L’un des principaux problèmes liés à la gouvernance de l’IA est son impact sur l’environnement. Si la consommation d’énergie est souvent au centre des préoccupations – et à juste titre – l’ensemble de la chaîne de valeur doit faire l’objet d’un examen approfondi. À l’heure actuelle, nous ne disposons pas de normes convenues sur ce qu’il convient de mesurer, sur la manière de le faire et sur les niveaux acceptables d’impact sur l’environnement.

C’est pourquoi, en collaboration avec le gouvernement français et nos collègues de l’Union internationale des Télécommunications (UIT), nous avons lancé, lors du sommet de Paris, une nouvelle coalition pour une IA durable, qui réunit les parties prenantes de la chaîne de valeur de l’IA en vue d’un dialogue et des initiatives de collaboration ambitieuses. Elle vise à renforcer la place de l’IA durable dans le débat mondial, de la même manière que l’on étudie la sécurité ou l’éthique de l’IA.

L’IA est souvent critiquée pour son empreinte environnementale et son potentiel rôle dans la désinformation climatique. Êtes-vous préoccupés par ces aspects négatifs au PNUE et comment les abordez-vous ?

Nous sommes, en effet, très préoccupés par l’empreinte environnementale de l’IA. Ses impacts directs vont de l’extraction de matières premières, d’éléments de terres rares et de minéraux pour le matériel nécessaire pour l’IA, à la construction et à l’exploitation des centres de données, en passant par la consommation d’énergie, les émissions de gaz à effet de serre, l’eau utilisée pour le refroidissement, mais aussi les déchets, dont les déchets électroniques.

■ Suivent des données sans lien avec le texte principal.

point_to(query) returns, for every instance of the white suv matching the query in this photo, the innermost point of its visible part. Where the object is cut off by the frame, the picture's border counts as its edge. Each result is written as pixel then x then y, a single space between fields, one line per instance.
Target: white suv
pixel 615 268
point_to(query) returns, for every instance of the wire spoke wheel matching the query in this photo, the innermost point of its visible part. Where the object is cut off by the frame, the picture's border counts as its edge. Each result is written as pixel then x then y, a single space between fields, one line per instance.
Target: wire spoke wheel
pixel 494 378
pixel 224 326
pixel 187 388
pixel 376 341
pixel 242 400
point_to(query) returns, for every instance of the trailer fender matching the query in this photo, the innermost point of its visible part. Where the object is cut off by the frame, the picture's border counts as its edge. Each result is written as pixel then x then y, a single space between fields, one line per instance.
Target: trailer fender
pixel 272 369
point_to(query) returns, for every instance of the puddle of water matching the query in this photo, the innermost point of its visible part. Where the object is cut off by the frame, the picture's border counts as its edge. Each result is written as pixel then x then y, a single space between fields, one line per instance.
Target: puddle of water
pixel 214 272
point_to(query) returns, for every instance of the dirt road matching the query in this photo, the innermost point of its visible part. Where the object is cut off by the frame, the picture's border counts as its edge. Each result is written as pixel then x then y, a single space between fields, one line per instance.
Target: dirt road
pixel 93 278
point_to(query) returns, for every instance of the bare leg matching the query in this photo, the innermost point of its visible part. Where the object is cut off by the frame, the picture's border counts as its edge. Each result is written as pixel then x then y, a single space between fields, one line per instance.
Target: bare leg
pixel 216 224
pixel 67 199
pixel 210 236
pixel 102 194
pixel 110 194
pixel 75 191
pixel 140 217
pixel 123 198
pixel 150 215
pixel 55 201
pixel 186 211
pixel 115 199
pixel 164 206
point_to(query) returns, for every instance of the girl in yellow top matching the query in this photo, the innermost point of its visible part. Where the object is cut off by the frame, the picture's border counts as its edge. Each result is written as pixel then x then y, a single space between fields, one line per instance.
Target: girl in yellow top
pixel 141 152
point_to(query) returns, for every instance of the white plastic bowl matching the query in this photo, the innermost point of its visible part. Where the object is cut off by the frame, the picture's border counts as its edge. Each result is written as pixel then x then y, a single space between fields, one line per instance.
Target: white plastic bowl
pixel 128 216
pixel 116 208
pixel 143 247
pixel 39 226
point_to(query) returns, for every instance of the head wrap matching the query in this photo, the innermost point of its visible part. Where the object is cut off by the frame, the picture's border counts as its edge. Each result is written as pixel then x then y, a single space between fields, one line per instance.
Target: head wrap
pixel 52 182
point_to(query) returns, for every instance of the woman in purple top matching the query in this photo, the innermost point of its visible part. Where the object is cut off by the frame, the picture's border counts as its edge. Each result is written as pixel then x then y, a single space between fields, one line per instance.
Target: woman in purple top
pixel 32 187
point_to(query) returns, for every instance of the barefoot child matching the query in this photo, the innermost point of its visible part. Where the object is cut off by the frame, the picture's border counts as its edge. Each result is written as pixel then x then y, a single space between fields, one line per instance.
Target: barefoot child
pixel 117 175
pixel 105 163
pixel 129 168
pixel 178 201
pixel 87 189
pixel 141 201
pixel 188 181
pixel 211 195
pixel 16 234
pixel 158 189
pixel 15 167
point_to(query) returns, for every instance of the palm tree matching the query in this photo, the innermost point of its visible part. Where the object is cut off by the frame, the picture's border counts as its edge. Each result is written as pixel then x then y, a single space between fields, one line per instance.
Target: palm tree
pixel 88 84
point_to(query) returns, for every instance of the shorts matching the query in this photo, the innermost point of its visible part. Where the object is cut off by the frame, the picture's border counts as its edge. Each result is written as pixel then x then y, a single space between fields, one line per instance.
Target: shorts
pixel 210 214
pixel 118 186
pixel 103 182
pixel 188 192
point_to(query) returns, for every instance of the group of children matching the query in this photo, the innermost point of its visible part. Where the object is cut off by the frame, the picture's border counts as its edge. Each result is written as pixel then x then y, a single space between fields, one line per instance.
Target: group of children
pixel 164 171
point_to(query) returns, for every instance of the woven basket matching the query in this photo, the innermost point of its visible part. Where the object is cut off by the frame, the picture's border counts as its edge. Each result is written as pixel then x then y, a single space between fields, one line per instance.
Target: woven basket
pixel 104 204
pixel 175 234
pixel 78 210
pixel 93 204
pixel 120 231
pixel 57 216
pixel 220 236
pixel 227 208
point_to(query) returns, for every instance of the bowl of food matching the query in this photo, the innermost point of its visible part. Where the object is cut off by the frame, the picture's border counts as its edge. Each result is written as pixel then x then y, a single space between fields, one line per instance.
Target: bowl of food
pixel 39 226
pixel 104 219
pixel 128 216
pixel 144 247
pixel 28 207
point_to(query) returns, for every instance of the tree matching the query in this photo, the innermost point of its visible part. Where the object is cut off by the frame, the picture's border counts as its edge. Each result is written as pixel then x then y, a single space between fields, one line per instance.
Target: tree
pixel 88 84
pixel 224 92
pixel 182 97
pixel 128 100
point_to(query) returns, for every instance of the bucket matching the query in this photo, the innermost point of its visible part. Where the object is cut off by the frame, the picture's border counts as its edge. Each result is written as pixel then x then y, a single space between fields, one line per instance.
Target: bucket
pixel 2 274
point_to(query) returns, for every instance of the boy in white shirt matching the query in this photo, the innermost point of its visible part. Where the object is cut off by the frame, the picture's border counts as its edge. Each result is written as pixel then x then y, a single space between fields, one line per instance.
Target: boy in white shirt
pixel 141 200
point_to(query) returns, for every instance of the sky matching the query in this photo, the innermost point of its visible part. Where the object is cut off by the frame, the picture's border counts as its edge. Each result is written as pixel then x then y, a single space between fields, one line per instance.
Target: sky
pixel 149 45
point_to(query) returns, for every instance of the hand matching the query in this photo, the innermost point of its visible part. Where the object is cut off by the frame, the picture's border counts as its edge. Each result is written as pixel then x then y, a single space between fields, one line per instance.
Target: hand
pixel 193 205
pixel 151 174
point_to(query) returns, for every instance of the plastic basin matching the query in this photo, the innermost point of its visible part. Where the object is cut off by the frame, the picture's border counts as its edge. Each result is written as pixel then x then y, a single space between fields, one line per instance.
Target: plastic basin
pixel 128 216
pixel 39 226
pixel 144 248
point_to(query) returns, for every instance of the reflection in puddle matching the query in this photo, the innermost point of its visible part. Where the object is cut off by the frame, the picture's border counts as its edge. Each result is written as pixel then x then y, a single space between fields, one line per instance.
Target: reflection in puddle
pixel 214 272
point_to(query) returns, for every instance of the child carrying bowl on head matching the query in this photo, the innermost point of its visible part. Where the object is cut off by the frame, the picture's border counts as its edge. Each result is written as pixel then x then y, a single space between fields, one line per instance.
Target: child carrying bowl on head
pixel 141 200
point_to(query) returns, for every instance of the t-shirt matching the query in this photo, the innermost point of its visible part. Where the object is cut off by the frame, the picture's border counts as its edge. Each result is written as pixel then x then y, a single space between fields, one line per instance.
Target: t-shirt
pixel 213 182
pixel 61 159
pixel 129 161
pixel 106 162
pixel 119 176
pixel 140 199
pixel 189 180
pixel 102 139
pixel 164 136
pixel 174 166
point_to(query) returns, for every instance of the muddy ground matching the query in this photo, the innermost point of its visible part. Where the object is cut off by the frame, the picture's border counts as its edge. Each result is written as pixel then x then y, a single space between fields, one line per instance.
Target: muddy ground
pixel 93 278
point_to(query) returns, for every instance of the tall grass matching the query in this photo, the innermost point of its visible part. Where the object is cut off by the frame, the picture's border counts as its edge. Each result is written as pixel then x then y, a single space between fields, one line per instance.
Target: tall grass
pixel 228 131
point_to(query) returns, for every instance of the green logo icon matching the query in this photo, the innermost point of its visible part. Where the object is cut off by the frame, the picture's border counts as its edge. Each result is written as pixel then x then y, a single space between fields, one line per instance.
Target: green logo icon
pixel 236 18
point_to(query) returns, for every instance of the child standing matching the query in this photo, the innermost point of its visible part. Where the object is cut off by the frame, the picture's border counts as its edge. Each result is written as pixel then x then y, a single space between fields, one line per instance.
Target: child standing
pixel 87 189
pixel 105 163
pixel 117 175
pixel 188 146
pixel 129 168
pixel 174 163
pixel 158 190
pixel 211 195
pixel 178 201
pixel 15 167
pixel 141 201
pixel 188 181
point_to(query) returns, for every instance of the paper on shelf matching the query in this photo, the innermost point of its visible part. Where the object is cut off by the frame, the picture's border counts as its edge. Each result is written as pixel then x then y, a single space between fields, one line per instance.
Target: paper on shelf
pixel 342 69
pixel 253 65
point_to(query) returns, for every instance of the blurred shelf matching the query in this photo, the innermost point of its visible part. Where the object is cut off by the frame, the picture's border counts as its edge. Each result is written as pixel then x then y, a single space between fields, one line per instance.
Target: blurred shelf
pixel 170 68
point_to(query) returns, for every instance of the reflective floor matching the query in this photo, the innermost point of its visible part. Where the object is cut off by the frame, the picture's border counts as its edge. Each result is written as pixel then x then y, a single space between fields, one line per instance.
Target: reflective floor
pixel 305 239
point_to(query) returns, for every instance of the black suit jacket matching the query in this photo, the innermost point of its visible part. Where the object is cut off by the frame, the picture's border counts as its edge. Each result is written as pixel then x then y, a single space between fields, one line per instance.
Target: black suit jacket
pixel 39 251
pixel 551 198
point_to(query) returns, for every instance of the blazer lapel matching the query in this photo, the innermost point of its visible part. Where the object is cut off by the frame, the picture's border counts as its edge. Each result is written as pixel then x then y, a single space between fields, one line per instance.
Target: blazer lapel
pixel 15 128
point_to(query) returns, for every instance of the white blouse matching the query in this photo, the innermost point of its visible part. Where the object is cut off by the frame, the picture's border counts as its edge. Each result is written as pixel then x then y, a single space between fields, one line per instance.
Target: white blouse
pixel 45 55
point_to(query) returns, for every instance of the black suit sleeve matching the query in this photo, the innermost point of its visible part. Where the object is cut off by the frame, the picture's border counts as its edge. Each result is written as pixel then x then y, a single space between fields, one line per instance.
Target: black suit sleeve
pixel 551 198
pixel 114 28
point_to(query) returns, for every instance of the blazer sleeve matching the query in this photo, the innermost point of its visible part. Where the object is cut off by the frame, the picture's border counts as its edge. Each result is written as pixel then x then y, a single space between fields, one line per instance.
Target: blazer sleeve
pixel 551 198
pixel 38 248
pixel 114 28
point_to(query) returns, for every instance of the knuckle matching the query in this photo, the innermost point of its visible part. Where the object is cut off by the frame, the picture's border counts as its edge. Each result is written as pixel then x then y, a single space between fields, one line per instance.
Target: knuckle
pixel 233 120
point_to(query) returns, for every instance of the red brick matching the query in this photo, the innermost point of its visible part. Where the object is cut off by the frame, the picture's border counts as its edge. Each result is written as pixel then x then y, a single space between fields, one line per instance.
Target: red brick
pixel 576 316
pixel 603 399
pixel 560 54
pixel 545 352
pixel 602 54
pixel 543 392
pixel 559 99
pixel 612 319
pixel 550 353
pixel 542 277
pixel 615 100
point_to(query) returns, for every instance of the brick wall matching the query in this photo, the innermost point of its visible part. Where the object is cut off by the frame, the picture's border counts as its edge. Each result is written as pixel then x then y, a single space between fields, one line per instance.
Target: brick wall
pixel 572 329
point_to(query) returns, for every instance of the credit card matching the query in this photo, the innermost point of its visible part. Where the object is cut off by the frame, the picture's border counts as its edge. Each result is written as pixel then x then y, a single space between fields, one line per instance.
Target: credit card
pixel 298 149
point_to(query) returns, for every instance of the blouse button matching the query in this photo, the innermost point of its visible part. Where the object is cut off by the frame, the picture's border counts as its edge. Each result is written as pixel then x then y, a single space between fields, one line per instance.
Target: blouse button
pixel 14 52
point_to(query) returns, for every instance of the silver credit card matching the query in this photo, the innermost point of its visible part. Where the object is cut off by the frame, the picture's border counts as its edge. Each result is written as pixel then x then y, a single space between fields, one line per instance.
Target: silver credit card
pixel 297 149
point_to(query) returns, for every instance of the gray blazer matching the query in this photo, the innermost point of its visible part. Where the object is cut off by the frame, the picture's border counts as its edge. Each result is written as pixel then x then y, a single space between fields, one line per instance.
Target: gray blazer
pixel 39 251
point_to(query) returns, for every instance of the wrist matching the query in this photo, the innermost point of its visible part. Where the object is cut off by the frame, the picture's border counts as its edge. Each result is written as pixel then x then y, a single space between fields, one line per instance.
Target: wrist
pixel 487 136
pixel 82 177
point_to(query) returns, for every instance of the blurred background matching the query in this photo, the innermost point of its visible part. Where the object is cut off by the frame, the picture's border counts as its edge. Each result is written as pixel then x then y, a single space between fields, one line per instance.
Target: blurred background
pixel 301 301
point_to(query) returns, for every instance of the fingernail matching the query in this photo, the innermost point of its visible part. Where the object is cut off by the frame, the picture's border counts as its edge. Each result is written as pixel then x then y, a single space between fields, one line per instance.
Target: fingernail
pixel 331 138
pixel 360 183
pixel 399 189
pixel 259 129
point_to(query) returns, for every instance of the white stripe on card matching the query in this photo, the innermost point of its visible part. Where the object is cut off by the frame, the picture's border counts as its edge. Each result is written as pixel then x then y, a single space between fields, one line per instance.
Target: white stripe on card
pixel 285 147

Nous devons également avoir une vision plus large, englobant des impacts indirects tels que la production non durable ou la surproduction, mais aussi la désinformation. Ce problème survient lorsque l’IA prolifère, en particulier l’IA générative, ce qui peut générer un contenu qui n’existait pas auparavant.

Les grands modèles de langage, l’une des formes d’IA les plus populaires actuellement, présentent un problème d’hallucination inhérent. Par ailleurs, l’IA générative est souvent utilisée pour créer du faux contenu, qu’il s’agisse de textes, d’images ou de vidéos, ce qui contribue à l’accroissement de la désinformation. Malheureusement, les sujets liés au climat et à l’environnement en général ont été très affectés par le passé.

Au PNUE, nous voulons limiter ces risques et vérifier la valeur du droit international de l’environnement et des travaux scientifiques qui s’y rapportent. C’est pourquoi nous développons un outil d’intelligence artificielle basé sur des modèles existants mais formé exclusivement à partir de rapports scientifiques approuvés par le PNUE, ce qui garantit l’exactitude tout en minimisant les hallucinations.

L’outil fournit des informations scientifiquement fondées et faisant autorité sur le changement climatique et la pollution atmosphérique, pour l’instant, en citant ses sources pour une traçabilité complète – contrairement aux grands modèles de langage, qui présentent des risques d’hallucinations.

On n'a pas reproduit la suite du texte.